A polyglot who uses his fluency in English, Romanian, Pidgen, Ga, Fante and Twi to communicate his message widely, the Kubolor uses all manner of devices to shock his audience and draw attention to LGBTQ rights.

By pulling us out of our comfort zone musically and conceptually, he forces us to broach issues we would probably rather leave buried.


Kubolor responds to the homophobic hysteria generated by the passage of the anti-LGBTQ+ bill by rubbing our noses in the shadowy realities of our genteel Ghanaian society, by calling out the ugly whiff of bigotry blowing from the hallowed Chamber of Parliament and by tackling head-on two blind spots in the debate, culture and religion.


In one remake of a popular Kubolor lyric, he begins with a “Give your life to Jesus” call to Christians in which he describes heaven as a place of fluffy white things and fun-filled frolicking with the angels.

His upload excited an avalanche of emotional comments on his Facebook page, ranging from “Kubolor never disappoints” to “I’m unfriending you now!”.

Through songs like “Ashawo” with Angel Maxine and “I Love, I Love You” with St Beryl, the musician explores the hypocrisy in Ghanaian society surrounding the notion of monogamous romantic love and marriage.

His latest music video cannot be aired on television and radio because the word trumu appears repeatedly.


But the Kubolor airs it on his own social media platforms and engages in a robust back and forth, generating 500 messages on a single post.

In a sense, the song is an anthem to Wanlov’s search for his own unique sound, true music, as he calls it, or tru-mu for short. But at a daringly low level of vulgarity, trumu also means ‘anus’ in Akan and is his response to the mocking taunt of “trumu trumu” to denote ‘pro-gay’ by anti-gay politicians debating the anti LGBTQ+ bill in Parliament.

Before releasing the video in January, in December Wanlov announced the formation of a political party, TTP, with the “t” word doubled.

But even people who don’t get his tru-mu vibe are charmed by the Kubolor’s irrepressible personality and vigorous defence of his principles against people who criticise his blasphemy and assault on supposed Ghanaian values.


Versatile, unique, trenchant and prolific, he communicates his observations in a pithy and relatable way.

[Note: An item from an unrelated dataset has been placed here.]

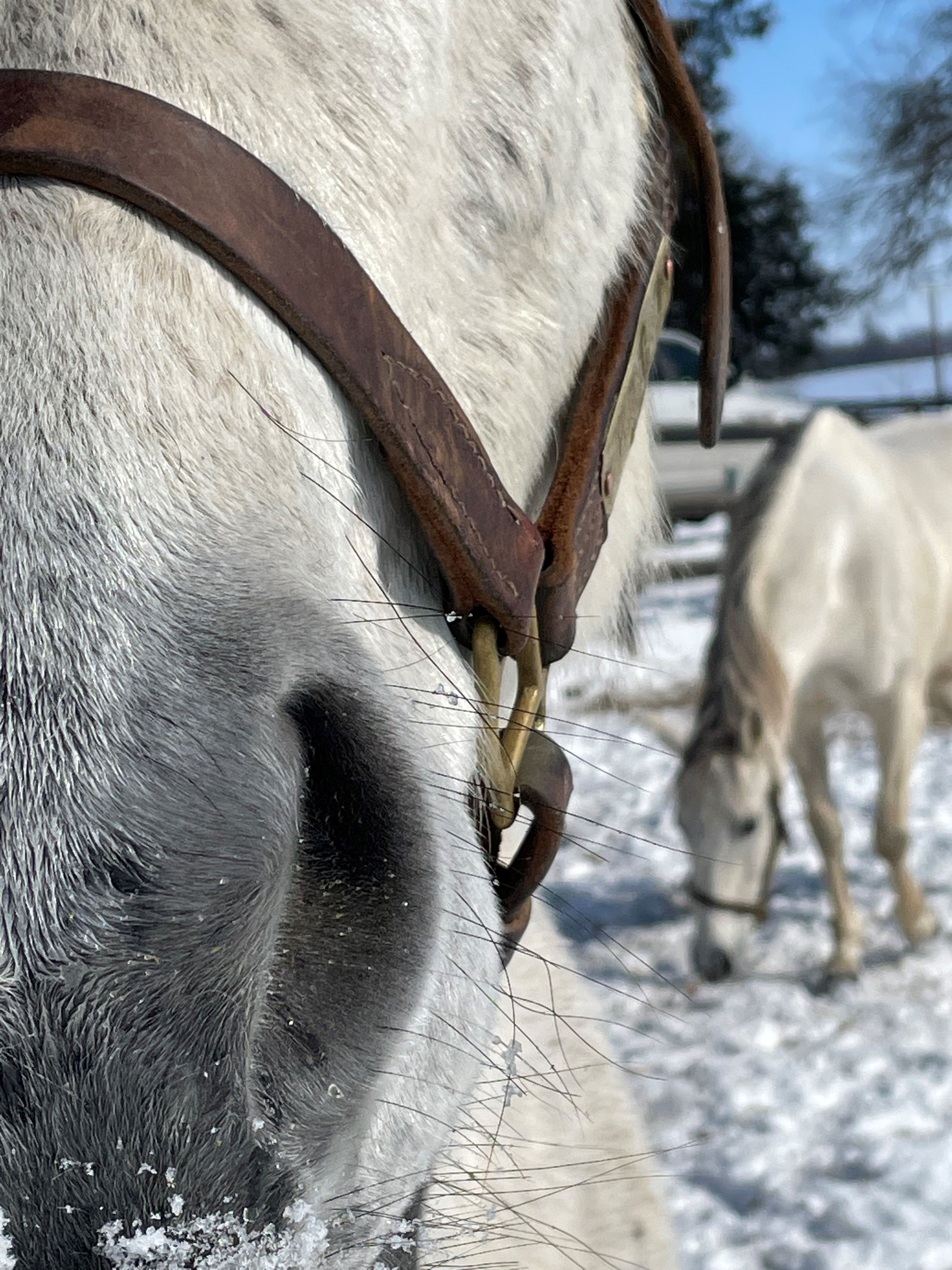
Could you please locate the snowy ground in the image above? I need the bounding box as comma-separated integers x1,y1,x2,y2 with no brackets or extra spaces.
550,513,952,1270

Always unpredictable, politicians are uncomfortable debating with him, but his fans adore him and even his detractors can’t resist visiting his pages to see what unsayable thing he might say next.

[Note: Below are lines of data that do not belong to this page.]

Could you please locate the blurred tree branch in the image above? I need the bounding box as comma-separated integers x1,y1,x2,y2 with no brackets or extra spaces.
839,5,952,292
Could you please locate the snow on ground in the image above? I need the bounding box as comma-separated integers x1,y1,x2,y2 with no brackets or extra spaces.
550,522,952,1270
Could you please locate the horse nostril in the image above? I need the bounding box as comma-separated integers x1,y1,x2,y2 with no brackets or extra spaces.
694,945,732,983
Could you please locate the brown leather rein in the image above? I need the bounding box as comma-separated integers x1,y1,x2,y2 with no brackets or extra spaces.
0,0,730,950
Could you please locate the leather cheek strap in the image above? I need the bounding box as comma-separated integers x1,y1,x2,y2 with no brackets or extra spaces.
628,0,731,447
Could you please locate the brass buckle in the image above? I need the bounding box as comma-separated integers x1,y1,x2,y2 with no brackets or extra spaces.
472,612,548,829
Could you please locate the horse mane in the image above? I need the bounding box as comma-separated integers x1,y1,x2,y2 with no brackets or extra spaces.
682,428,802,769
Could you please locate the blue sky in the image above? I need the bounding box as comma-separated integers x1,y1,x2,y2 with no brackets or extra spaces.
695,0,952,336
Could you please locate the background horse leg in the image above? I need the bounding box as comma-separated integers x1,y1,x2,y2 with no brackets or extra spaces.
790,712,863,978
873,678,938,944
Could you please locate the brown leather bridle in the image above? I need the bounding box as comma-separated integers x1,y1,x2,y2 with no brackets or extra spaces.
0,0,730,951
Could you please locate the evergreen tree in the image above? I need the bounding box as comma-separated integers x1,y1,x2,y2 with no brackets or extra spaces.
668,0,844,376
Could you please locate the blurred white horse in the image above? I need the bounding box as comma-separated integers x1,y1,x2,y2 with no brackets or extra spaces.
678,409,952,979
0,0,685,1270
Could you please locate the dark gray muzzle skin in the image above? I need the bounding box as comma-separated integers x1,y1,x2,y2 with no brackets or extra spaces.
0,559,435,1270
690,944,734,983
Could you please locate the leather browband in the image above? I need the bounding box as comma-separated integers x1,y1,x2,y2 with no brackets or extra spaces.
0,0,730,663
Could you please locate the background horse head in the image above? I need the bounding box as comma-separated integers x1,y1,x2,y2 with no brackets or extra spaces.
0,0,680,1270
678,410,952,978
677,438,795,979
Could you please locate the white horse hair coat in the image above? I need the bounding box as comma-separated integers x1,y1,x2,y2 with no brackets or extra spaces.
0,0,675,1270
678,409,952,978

He has a niche following that could potentially develop into a cult following, such is his ability to connect with people.


At the end of the day, his message is a simple one.

With the dangerous cocktail of economic, environmental and employment problems that Ghana faces today, why will politicians devote time and scarce resources to peeping through the keyholes of consenting adults to ‘catch them in the act’?

“The fight for LGBTQ rights is saying we are all human beings, despite our sexualities and genders,” Wanlov told Your Ghana, My Ghana.

This is a fight that journalists have been warned to sit up and pay attention to as the bill also criminalises any discussion of LGBTQ+ rights in the media, promising a return to an unhealthy ‘culture of silence’ in Ghanaian politics.

Wanlov the Kubolor is a breath of fresh air for Ghana because he forces us to confront issues we’d be more comfortable looking away from and because he has a level of honesty and integrity not always seen in our economically challenging times.

He is good for Ghana because he uses his musical talent to connect to the youth on matters that will determine what kind of a Ghana our children will inherit in future.

A Ghana that silences the bold talent and rare voices of the Wanlov Kubolors among us would be a sadly intolerant and less beautiful place in which to live.